Der erste Kontakt mit uns Kinderärzt*innen nach der Geburt findet in den meisten Fällen im Rahmen der Vorsorgeuntersuchungen statt. Allerdings normalerweise erst bei der U2, da die erste Vorsorgeuntersuchung direkt nach der Geburt in der Regel von Hebammen bzw. Geburtshelfer*innen oder Frauenärzt*innen vorgenommen wird. Aber auch dieser Kontakt kann unterschiedlich ausfallen: Im Idealfall kommen nette und einfühlsame Kinderärzt*innen für die U2 ins Zimmer gestiefelt, um die Untersuchung auf der dort vorhandenen Wickelvorrichtung vor den Augen von Mama und Papa durchzuführen.

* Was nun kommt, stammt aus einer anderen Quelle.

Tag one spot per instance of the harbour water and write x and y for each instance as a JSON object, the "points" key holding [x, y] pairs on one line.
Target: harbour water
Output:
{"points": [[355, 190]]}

Deutlich ungünstiger und sogar eine erhebliche Belastung für die junge Familie ist es, wenn das Kind dafür in den Kindersaal oder sogar in die Kinderklinik transportiert werden muss. Denn dafür muss das Kind erst einmal angezogen werden, dann über den kalten Krankenhausflur (oder sogar nach draußen in ein anderes Gebäude!) geschoben oder getragen werden, um, am Ziel angelangt, seiner oder ihrer medizinischen Hoheit auf dem Präsentierteller vorgelegt zu werden. Nach erfolgter Audienz (also der U2) darf sich das junge Glück wieder auf den gleichen beschwerlichen Rückweg machen.

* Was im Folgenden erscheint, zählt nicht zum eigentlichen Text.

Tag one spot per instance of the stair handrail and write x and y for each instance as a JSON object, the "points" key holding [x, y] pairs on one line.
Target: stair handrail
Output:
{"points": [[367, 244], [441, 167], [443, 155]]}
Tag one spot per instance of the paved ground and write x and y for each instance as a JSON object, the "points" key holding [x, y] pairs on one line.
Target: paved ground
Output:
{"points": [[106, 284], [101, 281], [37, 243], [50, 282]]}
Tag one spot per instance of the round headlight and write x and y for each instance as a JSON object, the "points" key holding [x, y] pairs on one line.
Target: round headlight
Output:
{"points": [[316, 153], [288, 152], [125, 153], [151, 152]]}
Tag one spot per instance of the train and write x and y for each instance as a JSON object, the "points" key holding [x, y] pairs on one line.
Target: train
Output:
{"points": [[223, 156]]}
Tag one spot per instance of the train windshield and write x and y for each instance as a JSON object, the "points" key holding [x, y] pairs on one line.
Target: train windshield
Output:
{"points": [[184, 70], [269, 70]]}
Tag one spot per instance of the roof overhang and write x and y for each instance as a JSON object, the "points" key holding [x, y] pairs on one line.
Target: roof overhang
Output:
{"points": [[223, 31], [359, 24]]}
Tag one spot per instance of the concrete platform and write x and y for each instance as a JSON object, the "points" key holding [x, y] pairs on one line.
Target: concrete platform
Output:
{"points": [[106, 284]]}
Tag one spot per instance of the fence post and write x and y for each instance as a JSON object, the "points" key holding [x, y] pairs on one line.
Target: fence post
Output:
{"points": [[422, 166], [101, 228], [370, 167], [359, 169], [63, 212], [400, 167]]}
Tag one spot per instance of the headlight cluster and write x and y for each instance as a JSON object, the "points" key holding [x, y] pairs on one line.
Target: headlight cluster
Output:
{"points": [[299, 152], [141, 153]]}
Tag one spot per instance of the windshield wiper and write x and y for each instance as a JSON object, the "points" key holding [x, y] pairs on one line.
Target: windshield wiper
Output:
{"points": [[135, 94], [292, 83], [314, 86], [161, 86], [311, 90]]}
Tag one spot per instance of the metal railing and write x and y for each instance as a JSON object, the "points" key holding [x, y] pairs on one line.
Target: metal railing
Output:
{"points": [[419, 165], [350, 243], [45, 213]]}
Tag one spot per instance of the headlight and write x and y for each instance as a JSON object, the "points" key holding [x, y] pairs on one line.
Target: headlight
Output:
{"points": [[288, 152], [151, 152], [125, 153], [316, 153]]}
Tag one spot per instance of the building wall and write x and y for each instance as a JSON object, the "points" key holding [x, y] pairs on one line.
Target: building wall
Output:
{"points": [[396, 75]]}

Die Schilderung mag etwas übertrieben sein. Aber wirklich notwendig ist eine derartige Odyssee in der heutigen Zeit eigentlich nicht mehr. Gerade Geburtskliniken sollten alles dafür tun, dass das Neugeborene und seine Eltern so schonend wie möglich behandelt werden und sämtliche überflüssigen Belastungen vermieden werden.

Für viele Patient*innen kann der Krankenhausaufenthalt meist gar nicht kurz genug sein. Sobald es auch nur den Funken einer Entwarnung bei diagnostischer Abklärung oder die Entwöhnung von Infusion und Schmerzmitteln nach einer Operation gibt, drängt es viele sofort nach Hause. Das ist grundsätzlich auch nachvollziehbar. Die vertraute Umgebung, ruhigere Stunden nachts und fast immer besseres Essen sind natürlich verlockend. All das trägt meist auch sicherlich zur weiteren Genesung bei, wenn medizinisch vertretbar. Nach den Strapazen einer Geburt kann das aber auch anders sein.

Denn so eine Geburt lässt im Familienleben erst einmal keinen Stein auf dem anderen. Vor allem für Mutter und Kind ist es ein übermenschlicher Kraftakt. Und auch der Vater, wenn auch von der Natur am wenigsten gefordert, macht so einiges mit. Unter Umständen sind daher das Kennenlernen, das Baby-Kino, bei dem weder Mama noch Papa den Blick von ihrem Nachwuchs abwenden können, das Nachholen von Schlaf und noch vieles mehr doch besser in der Frauenklinik zu realisieren als zu Hause. Denn in den eigenen vier Wänden muss gekocht werden, die Schwiegereltern bleiben länger zu Besuch, als einem lieb ist, und die Post klingelt einen aus dem Schlaf. All das nimmt Zeit und Nerven in Anspruch, die für den Beziehungsaufbau aufgewendet werden könnten, und verhindert das Kräftesammeln für die ebenfalls nicht weniger anstrengenden nächsten Tage und Wochen. Daher kann es ratsam sein, nicht schon auf eine Entlassung zu drängen, bevor die Hebamme überhaupt 10 Minuten nach der Geburt den sogenannten Apgar-Score bestimmen konnte.

Aber natürlich gibt es auch schlagkräftige Argumente für eine frühzeitige Rückkehr nach Hause. Denn »zu Hause fängt das (Familien-)Leben an«. Vielleicht kommen die jungen Eltern erst dann dazu, die Geschehnisse der letzten Stunden und Tage zu verarbeiten und zu begreifen. Und um ehrlich zu sein: Eine Chefarztvisite kann genauso störend sein wie der Paketmann.

Auch hier gibt es also kein Universalrezept, das für alle gilt. Hören Sie auf Ihr Inneres und Ihr Bauchgefühl, besprechen Sie mit Ihrem Partner oder Ihrer Partnerin, was Ihnen für Sie als Familie jetzt am besten erscheint, und dann begeben Sie sich mitten hinein ins neue Leben mit Kind.